Schwarz souligne “qu’aucun autre critère de qualité n’a autant d’influence sur la vie personnelle et sur celle de l’Église” (p.24). Il considère, à raison, le lien organique entre le sacerdoce universel et le service selon les dons. Le lien est explicitement établi en 1 Corinthiens 12. Toutefois, si les dons sont essentiels dans le service, ils ne font pas tout. L’esprit de service doit aller de pair afin que celui-ci n'ait pas pour but l’épanouissement personnel, mais le bien des autres membres.
Selon ce critère, lorsque la spiritualité de l’Église n’est pas un simple devoir, mais une joie, l’Église grandit. La foi est contagieuse. Schwarz souligne une vérité essentielle: l’orthodoxie d’une Église ne produit pas mécaniquement une vie de foi édifiante.

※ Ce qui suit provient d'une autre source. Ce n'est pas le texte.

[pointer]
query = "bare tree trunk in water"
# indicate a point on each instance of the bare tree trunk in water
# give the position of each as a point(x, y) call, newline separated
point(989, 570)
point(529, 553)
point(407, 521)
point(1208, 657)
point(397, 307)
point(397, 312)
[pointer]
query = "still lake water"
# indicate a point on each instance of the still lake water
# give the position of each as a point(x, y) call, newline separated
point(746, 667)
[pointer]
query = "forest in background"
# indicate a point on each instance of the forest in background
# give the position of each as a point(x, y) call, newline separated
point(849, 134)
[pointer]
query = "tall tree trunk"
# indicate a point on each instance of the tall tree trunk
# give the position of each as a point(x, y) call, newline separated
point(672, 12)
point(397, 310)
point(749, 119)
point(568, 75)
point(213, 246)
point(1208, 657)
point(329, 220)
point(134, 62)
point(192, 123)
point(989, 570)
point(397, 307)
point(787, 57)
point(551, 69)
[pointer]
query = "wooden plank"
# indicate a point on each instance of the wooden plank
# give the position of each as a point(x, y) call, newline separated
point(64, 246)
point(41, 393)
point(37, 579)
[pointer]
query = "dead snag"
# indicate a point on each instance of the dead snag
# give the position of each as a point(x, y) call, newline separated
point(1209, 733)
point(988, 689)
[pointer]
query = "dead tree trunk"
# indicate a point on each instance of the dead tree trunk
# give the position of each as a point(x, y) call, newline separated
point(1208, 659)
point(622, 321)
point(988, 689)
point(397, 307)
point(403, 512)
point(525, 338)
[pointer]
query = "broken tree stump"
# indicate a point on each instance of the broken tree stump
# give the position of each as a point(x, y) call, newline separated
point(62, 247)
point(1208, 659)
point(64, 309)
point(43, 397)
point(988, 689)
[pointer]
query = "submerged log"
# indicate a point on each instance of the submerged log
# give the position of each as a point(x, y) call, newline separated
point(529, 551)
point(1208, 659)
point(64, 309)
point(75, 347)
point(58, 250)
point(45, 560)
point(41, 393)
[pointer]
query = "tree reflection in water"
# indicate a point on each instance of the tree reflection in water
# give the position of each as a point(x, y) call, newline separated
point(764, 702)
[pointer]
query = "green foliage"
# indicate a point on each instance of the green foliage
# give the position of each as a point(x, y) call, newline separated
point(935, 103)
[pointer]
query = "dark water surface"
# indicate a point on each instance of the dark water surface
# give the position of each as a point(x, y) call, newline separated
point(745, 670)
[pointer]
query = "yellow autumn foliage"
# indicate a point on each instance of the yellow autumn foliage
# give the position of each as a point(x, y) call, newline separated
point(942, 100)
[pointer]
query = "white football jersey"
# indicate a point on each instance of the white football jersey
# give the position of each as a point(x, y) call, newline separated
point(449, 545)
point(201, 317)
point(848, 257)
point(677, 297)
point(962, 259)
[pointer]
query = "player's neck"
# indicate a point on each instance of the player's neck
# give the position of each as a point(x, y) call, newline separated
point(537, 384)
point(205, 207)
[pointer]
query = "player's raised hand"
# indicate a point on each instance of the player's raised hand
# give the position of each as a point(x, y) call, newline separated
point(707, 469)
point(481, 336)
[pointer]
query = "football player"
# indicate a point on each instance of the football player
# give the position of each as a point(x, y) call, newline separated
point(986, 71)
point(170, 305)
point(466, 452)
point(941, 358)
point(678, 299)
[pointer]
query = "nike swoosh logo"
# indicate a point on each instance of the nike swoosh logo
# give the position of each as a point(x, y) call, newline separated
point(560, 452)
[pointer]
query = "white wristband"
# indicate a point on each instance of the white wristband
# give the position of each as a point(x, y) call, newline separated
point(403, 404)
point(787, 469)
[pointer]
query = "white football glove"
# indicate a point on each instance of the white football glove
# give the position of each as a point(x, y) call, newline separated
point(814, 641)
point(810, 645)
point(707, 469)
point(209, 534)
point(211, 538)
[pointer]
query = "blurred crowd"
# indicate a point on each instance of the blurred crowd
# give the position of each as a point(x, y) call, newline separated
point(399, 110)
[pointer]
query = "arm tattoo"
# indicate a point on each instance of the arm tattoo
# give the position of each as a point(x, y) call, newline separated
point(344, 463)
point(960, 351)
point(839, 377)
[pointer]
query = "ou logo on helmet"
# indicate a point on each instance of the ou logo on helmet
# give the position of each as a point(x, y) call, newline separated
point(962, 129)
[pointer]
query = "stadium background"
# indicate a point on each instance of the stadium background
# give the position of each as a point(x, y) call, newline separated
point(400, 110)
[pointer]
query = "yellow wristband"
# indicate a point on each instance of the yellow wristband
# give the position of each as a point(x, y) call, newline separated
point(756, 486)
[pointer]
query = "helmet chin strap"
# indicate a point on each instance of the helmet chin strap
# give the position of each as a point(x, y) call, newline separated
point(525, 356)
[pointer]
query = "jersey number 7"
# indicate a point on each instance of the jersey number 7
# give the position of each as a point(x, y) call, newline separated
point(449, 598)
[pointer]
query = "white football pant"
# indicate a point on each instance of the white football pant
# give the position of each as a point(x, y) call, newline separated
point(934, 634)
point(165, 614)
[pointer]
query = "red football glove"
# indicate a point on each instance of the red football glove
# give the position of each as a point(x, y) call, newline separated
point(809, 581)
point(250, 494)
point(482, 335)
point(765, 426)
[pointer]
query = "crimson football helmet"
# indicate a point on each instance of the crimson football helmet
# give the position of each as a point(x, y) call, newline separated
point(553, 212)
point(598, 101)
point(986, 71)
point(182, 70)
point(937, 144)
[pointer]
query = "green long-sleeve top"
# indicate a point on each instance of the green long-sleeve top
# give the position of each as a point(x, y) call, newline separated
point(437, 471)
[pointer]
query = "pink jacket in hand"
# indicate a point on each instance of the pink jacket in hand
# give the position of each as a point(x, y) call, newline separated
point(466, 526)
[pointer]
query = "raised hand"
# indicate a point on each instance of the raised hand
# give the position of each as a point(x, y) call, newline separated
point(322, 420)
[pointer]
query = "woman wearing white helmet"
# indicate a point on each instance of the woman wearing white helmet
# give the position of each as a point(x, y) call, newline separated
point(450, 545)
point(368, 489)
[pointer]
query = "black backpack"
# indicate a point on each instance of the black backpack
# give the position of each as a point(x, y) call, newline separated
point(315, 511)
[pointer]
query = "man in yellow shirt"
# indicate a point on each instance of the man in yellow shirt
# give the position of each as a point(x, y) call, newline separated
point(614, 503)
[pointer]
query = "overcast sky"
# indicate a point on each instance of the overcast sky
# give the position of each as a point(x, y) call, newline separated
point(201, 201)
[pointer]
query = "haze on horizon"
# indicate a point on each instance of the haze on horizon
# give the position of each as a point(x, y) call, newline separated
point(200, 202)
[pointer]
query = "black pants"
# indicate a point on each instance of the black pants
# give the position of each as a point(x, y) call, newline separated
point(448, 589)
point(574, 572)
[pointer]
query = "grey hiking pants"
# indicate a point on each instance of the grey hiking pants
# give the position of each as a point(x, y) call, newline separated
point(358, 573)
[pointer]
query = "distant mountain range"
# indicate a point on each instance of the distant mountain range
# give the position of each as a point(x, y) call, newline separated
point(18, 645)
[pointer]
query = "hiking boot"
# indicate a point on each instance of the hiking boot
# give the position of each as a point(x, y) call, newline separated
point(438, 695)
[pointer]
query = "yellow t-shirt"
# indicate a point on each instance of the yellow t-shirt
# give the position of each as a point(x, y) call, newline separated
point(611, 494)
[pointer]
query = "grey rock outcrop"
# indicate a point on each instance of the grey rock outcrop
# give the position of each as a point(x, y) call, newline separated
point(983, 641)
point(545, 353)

Les vérités de l’Évangile doivent produire la louange du Seigneur et la joie du salut. Cependant, Schwarz rappelle avec sagesse que l’enthousiasme ne suffit pas pour définir la qualité de la spiritualité de l’Église. D’autres religions vivent une spiritualité qui insiste sur l’enthousiasme. Celui des Églises doit être un fruit de l’Esprit et de l’attachement à la Parole de Dieu.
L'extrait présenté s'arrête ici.